Go back that century, to Edwardian times when it was still the boast that the British empire was the greatest the world had known, drawing in tribute from near a quarter of the globe. Writing of living conditions in York, by no means a poor town, the economist Seebohm Rowntree reported the diet of a quarter of the population and 40 per cent of children fell below the nutritional standards necessary for mere physical health.

To feed properly the four children of the then normal family, he reported, a manual worker must never spend a penny on bus or rail fare, go to a concert, buy a book, sweets or toys for those children, must not smoke or drink, subscribe to a trade union or club, church or chapel, above all, must never lose a day’s work.

A labourer, even with regular employment, could only hope to feed two children. True poverty came three times for the typical member of the working class, in childhood, until brothers or sisters began to earn, after marriage, while children were too young to work, and in old age.
How different today when motor cars are parked along the kerbsides of working class streets, even those surviving from Edwardian slums, when electricity and the gadgets it powers free housewives from domestic toils, boosting family earnings to finance exotic holidays beyond the imaginings of even the better off Edwardians. It is enough to make one delude oneself into thinking the world may have been made for the comfort and well-being of humanity. Or is that a delusion?

After all Christians and Hebrews can point to chapter one of Genesis to show that is so and followers of other religions have similar authorities. Even secular, scientific atheists seem, nowadays, to accept such a basis for the good life, even if they replace God by human technology.

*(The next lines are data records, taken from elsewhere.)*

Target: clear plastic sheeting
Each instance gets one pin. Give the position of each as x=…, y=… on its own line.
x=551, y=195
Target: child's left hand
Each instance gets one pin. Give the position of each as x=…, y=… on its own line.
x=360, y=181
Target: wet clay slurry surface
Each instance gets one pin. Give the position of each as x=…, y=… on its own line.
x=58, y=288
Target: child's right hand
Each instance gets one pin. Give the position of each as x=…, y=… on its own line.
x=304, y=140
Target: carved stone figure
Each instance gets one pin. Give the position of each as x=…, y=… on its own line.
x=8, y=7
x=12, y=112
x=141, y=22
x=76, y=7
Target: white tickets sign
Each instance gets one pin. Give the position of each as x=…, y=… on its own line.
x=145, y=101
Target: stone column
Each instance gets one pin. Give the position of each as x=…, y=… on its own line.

In fact, there is no mystery about from where come all these good things of the Western World. They come from previously untapped sources of energy, oil and natural gas, finite in amount but now being used with unthinking profligacy. That delusion of the previous paragraph is likely soon to turn to disillusion.

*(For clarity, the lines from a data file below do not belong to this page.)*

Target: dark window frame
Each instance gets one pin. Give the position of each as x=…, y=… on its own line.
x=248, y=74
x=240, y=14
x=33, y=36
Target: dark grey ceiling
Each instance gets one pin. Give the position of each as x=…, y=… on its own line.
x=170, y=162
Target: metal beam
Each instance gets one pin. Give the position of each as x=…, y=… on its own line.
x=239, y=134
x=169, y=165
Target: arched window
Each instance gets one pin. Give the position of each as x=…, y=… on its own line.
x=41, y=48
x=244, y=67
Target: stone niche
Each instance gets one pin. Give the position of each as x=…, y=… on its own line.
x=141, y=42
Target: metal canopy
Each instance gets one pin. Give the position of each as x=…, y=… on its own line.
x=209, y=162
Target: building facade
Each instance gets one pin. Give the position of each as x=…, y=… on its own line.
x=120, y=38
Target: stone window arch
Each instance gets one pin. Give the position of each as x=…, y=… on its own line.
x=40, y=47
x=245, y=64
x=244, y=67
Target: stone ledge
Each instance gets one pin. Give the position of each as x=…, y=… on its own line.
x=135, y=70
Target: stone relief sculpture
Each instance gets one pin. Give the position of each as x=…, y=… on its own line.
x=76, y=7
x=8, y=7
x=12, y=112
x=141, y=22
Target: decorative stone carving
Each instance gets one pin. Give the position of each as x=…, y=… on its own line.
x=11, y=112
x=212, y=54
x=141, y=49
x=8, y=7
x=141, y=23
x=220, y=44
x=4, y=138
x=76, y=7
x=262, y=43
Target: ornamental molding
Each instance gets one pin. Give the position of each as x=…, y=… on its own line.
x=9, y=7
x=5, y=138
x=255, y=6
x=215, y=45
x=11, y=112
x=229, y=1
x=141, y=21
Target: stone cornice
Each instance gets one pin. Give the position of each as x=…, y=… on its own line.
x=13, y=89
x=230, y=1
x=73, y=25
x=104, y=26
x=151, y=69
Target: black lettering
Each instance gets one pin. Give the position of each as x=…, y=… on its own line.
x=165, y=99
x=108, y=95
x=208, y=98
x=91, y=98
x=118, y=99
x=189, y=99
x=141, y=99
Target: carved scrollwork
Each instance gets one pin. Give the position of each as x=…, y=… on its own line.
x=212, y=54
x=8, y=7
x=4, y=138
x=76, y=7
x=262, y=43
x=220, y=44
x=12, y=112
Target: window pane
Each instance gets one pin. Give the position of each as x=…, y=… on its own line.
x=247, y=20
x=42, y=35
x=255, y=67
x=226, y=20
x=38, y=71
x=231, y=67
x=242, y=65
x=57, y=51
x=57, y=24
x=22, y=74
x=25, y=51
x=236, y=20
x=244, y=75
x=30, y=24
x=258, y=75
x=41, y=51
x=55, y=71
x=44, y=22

For all civilisation’s wealth comes from the energy available to it. In the earliest of civilisations, when agriculture replaced the hunter-gatherer way of life, that was still the muscle power of its members, or, rather, those members who produced the goods needed for the sustenance of all. But not all were producers.

Some administered – the chieftains, politicians, call them what you will - others preached the word of God, to be, jointly, the self-appointed guardians of the bodies and souls of the producers, joining in, of course, to consume the products of the workers. It is a system which has lasted long. Then, as now, extra energy was required to keep up production, to yield, in Marxist terms, surplus value. That came from slaves, humans taken captive in the wars to which mankind, by its nature, greedy and quarrelsome, is addicted.

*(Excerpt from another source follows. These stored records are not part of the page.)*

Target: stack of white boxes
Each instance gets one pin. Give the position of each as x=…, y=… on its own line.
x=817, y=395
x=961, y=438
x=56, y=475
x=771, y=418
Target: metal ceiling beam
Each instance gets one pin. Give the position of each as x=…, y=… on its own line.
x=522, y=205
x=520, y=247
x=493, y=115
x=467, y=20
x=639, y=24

Then came the enslavement of more powerful animals, horses, cattle, even elephants. Now muscle power has been replaced by that oil and gas, but all depended and still depends on our planet’s single source of energy, sunlight.

What our planet does is to provide the materials in which solar energy is fixed, the fixation being done by the primary form of life, plants. Fundamental among those materials are water (H2O) and that much deplored so-called pollutant of today, carbon dioxide (CO2 ). Not only do plants produce the essential ingredients for animal life, carbohydrates for energy, proteins for body-building, they also produce the oxygen we need to make use of that food.

The basic process, photosynthesis, the making of life material from light, is shown in the equation, CO2 + 2H2O + E (energy) = CH2O + O2 + H2O. Electrons are stripped from the basic components to provide the chemical energy locked in carbohydrate (CH2O). In practice things, and the carbohydrate, are more complex. The basic medium of animal energy, glucose, is a larger molecule (C6H12O6), as are the sugars, sucrose and fructose. However, animals do not live by energy foods alone.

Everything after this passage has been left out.